Lucas shook his head as Robin gasped.
“I guess I shouldn’t be saying that sort of thing to people I don’t know. I see that now,” Jake said. Shit. How stupid was he?
“Things look different now,” stated Sanford, and Lilian nodded. “Did he say more?”
“Something like, ‘Have a good night’ and drove off,” said Jake.
“Do you remember looking at the plate? Was it North Carolina or maybe out of state?”
“I don’t remember looking,” said Jake. He had a mental image of taillights in his head but didn’t see the plate between them. “It creeped me out a bit. I just wanted to get back to my dorm room. I started jogging home after he left. Felt like a dork for running.”
Sanford nodded and made some more notes. “You said a Monday. How far back? Not this past Monday, right?”
“No, it’s been a few weeks.”
“More than a month?” Sanford asked.
“Noooo . . . I don’t think it’s been that long. Maybe three weeks? Two sounds too short.”
“Were you watching TV or sports at the pizza place? Do you remember if there was a game on?”
“No TV in there. That would have been a good way to figure it out, though.”
“How about tests or school projects?

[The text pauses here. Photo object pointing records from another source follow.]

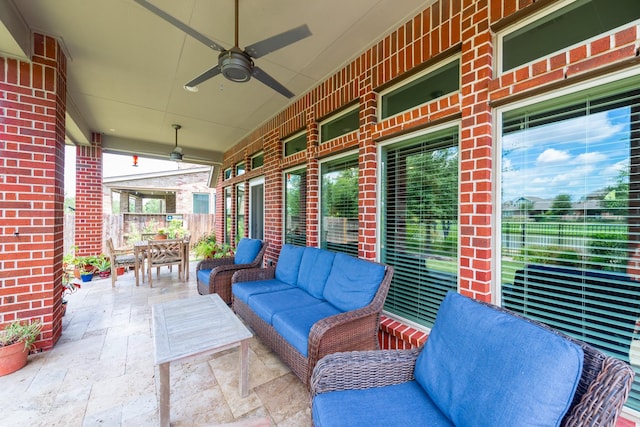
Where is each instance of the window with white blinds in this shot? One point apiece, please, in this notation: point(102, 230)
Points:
point(570, 213)
point(295, 207)
point(420, 223)
point(339, 200)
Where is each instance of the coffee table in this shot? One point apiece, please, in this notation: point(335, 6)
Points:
point(187, 328)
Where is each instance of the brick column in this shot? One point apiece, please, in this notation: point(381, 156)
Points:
point(89, 197)
point(32, 132)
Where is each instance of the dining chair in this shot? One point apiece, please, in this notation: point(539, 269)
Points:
point(160, 253)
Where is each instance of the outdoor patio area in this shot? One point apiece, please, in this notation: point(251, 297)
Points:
point(101, 371)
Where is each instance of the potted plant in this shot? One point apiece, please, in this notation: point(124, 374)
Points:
point(102, 265)
point(16, 339)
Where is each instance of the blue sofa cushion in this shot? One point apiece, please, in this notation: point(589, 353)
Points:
point(315, 267)
point(247, 250)
point(294, 325)
point(485, 367)
point(244, 290)
point(353, 282)
point(403, 404)
point(267, 304)
point(289, 264)
point(203, 276)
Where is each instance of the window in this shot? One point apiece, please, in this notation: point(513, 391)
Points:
point(420, 222)
point(340, 124)
point(257, 161)
point(240, 200)
point(570, 216)
point(569, 25)
point(295, 144)
point(436, 82)
point(227, 215)
point(339, 214)
point(295, 207)
point(201, 203)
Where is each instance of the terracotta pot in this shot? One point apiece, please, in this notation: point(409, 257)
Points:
point(12, 358)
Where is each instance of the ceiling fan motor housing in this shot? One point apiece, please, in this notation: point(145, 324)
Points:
point(235, 65)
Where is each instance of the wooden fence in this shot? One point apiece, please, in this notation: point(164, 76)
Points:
point(114, 227)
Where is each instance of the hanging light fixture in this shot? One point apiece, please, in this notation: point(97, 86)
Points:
point(176, 154)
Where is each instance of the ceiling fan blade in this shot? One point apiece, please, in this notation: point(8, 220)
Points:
point(271, 82)
point(180, 25)
point(211, 72)
point(278, 41)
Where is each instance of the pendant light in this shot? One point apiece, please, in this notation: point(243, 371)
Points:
point(176, 154)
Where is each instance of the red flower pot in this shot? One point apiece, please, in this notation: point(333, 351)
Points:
point(12, 358)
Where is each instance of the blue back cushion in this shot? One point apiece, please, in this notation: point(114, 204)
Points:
point(353, 282)
point(247, 250)
point(485, 367)
point(289, 264)
point(315, 267)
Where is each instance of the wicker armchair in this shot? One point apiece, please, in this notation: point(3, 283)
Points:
point(601, 393)
point(222, 270)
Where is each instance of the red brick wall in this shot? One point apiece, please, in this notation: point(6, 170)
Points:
point(89, 197)
point(32, 131)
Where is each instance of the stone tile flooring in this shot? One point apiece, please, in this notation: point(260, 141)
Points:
point(101, 371)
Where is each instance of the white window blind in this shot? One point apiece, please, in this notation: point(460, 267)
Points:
point(420, 227)
point(571, 218)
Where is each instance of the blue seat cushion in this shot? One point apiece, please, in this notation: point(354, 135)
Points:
point(267, 304)
point(247, 250)
point(289, 263)
point(244, 290)
point(294, 325)
point(482, 366)
point(404, 404)
point(315, 267)
point(353, 282)
point(203, 276)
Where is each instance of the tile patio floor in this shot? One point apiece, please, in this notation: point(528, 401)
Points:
point(101, 371)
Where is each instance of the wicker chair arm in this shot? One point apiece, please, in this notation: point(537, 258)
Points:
point(363, 369)
point(253, 274)
point(211, 263)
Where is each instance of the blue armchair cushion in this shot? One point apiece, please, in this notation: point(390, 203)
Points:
point(203, 276)
point(244, 290)
point(267, 304)
point(289, 264)
point(247, 250)
point(403, 404)
point(353, 282)
point(295, 325)
point(315, 267)
point(485, 367)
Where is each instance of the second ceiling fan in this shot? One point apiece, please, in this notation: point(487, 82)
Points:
point(236, 64)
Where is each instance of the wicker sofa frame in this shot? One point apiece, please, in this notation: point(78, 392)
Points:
point(222, 270)
point(351, 330)
point(602, 391)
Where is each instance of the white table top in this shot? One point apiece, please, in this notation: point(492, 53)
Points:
point(188, 327)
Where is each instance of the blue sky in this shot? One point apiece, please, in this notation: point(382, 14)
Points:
point(553, 159)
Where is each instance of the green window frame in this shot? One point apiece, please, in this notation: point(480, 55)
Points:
point(419, 226)
point(340, 124)
point(437, 81)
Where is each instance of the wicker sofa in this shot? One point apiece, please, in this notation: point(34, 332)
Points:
point(214, 275)
point(312, 303)
point(481, 365)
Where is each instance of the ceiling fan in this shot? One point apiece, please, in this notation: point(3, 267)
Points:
point(236, 64)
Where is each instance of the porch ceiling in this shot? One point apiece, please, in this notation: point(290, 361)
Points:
point(127, 67)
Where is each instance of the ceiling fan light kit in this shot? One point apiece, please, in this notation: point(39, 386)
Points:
point(236, 64)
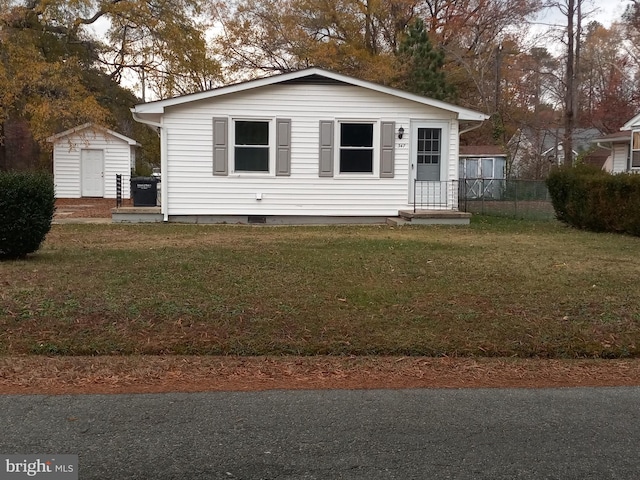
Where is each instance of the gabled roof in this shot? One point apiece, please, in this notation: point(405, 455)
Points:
point(631, 124)
point(92, 126)
point(314, 75)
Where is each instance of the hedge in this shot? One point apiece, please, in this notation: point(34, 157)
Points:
point(592, 199)
point(27, 204)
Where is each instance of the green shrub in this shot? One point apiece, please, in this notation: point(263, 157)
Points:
point(591, 199)
point(27, 204)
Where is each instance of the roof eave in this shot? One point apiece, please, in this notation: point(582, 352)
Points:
point(158, 107)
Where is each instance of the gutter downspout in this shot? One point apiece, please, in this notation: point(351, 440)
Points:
point(163, 163)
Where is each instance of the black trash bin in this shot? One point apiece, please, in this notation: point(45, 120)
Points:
point(144, 191)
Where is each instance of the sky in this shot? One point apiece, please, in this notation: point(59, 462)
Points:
point(603, 11)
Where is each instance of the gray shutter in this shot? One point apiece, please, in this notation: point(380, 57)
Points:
point(283, 147)
point(326, 148)
point(387, 149)
point(220, 146)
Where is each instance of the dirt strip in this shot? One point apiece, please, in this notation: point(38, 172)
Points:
point(150, 374)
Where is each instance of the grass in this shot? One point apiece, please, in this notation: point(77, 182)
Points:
point(499, 288)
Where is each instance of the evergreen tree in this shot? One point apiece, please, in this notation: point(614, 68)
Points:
point(422, 65)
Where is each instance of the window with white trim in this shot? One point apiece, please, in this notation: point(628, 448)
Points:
point(251, 146)
point(356, 147)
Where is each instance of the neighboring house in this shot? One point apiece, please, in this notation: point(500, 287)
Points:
point(482, 170)
point(86, 160)
point(535, 151)
point(623, 147)
point(305, 146)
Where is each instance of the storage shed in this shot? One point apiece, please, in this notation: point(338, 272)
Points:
point(86, 160)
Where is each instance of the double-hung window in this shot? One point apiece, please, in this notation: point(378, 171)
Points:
point(356, 147)
point(251, 146)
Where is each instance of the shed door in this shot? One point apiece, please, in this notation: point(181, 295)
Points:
point(92, 171)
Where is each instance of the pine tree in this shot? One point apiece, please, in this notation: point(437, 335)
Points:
point(422, 64)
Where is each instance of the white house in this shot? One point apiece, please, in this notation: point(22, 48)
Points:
point(624, 147)
point(305, 146)
point(86, 160)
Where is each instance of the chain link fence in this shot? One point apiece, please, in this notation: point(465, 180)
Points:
point(525, 199)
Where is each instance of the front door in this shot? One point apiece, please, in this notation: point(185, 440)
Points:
point(428, 156)
point(428, 153)
point(92, 168)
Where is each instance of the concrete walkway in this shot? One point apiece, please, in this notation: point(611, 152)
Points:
point(72, 221)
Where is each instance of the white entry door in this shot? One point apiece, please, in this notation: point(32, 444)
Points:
point(92, 168)
point(428, 168)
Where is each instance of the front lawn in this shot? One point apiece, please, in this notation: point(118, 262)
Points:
point(497, 288)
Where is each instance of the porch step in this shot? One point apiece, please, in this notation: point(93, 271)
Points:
point(434, 217)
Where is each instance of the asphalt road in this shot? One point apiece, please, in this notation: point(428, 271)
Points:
point(588, 433)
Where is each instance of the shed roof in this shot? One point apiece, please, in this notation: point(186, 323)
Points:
point(621, 136)
point(151, 110)
point(89, 125)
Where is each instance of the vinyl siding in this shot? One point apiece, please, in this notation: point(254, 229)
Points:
point(192, 189)
point(620, 152)
point(67, 170)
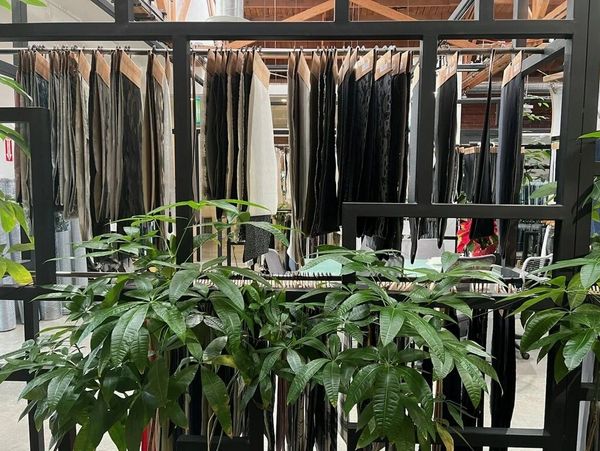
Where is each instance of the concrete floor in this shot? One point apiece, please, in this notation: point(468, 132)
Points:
point(529, 410)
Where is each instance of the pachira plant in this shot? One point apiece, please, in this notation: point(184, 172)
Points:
point(110, 369)
point(136, 341)
point(570, 326)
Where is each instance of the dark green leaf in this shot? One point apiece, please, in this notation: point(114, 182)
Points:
point(216, 394)
point(303, 377)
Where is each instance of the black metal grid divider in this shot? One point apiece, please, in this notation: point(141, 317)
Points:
point(579, 114)
point(38, 120)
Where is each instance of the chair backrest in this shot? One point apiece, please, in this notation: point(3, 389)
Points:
point(426, 248)
point(534, 264)
point(548, 241)
point(274, 264)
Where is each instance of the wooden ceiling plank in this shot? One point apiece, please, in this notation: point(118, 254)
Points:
point(315, 11)
point(185, 8)
point(540, 8)
point(558, 13)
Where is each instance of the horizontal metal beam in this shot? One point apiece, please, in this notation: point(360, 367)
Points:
point(505, 437)
point(507, 211)
point(505, 29)
point(551, 52)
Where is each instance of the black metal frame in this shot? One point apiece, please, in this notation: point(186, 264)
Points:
point(578, 34)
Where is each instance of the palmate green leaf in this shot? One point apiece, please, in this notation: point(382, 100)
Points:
point(331, 381)
point(578, 347)
point(171, 315)
point(472, 379)
point(548, 189)
point(182, 280)
point(137, 420)
point(228, 289)
point(215, 391)
point(139, 349)
point(58, 387)
point(303, 377)
point(232, 323)
point(391, 320)
point(576, 292)
point(18, 272)
point(386, 400)
point(429, 334)
point(361, 385)
point(537, 326)
point(126, 331)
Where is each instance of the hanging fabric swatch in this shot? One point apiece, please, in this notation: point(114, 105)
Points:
point(346, 114)
point(482, 188)
point(127, 197)
point(325, 218)
point(386, 172)
point(299, 156)
point(80, 75)
point(101, 139)
point(158, 160)
point(445, 174)
point(261, 170)
point(509, 165)
point(33, 75)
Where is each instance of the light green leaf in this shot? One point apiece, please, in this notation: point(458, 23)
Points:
point(19, 273)
point(548, 189)
point(228, 289)
point(391, 320)
point(386, 400)
point(171, 315)
point(362, 383)
point(126, 331)
point(331, 381)
point(303, 377)
point(139, 349)
point(216, 394)
point(537, 326)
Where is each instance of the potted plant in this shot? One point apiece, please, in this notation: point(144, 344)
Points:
point(135, 342)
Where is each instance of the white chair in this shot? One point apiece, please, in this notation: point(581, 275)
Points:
point(274, 264)
point(533, 265)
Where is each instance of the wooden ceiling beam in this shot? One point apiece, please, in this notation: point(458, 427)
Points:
point(315, 11)
point(185, 9)
point(540, 8)
point(558, 13)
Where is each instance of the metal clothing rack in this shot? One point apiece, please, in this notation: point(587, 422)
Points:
point(575, 39)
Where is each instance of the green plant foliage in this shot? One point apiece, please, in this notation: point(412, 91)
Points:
point(111, 370)
point(570, 328)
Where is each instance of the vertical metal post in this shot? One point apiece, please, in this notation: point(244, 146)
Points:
point(43, 232)
point(183, 143)
point(342, 11)
point(484, 10)
point(123, 11)
point(579, 111)
point(520, 11)
point(423, 179)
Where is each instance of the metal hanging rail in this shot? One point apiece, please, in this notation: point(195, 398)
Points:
point(579, 113)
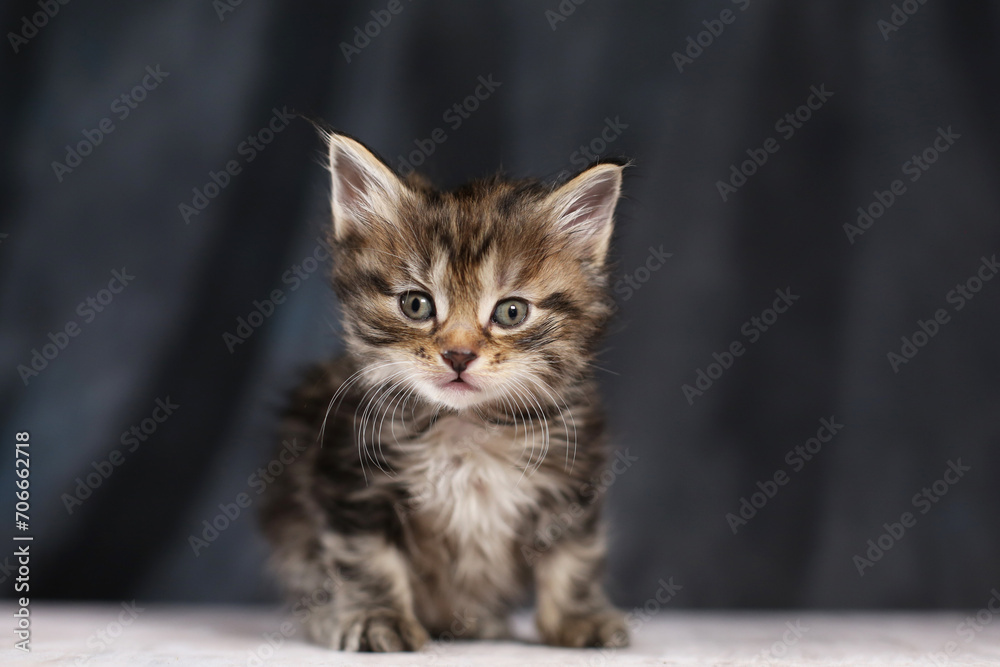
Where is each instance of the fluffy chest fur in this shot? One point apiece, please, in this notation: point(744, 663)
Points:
point(469, 508)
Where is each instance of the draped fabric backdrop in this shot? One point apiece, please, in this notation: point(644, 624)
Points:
point(787, 379)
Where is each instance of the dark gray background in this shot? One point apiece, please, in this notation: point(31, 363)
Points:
point(162, 336)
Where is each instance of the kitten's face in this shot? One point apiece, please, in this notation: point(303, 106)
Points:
point(495, 293)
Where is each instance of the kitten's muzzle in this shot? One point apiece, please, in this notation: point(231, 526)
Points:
point(458, 360)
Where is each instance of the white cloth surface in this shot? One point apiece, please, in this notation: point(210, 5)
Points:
point(113, 635)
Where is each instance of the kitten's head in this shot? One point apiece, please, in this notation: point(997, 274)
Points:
point(494, 293)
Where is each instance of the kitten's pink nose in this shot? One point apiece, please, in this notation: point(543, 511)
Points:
point(459, 360)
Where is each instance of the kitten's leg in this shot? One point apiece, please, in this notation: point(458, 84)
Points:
point(372, 606)
point(572, 607)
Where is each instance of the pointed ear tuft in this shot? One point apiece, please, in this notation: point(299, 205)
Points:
point(365, 193)
point(584, 209)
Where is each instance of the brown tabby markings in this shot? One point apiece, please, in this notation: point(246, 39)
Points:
point(423, 492)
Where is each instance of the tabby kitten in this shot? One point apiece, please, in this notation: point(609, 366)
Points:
point(452, 448)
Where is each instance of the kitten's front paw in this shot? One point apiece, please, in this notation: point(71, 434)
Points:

Were you eating out because you’d finished—”
“That’s it!” Jake leaned forward. “We’d both turned in a history paper that day. That had sucked big time. It was due on the fifth.” He smiled as he sat back in his chair, memories of the pizza night clear in his head.
“Good job,” Sanford said. “Any chance the man was in the pizza parlor before you left?”
Jake slowly shook his head. “I don’t know. It was packed, and I wasn’t looking at the people. You’d think an older guy would stand out, though. Most people in there are college kids.” Jake froze. “Holy cow. Do you think that guy tried to get me in the car to kidnap me? On the other side of the United States? That can’t be right!” Shock rocked through him. Had he been the kidnapper’s target?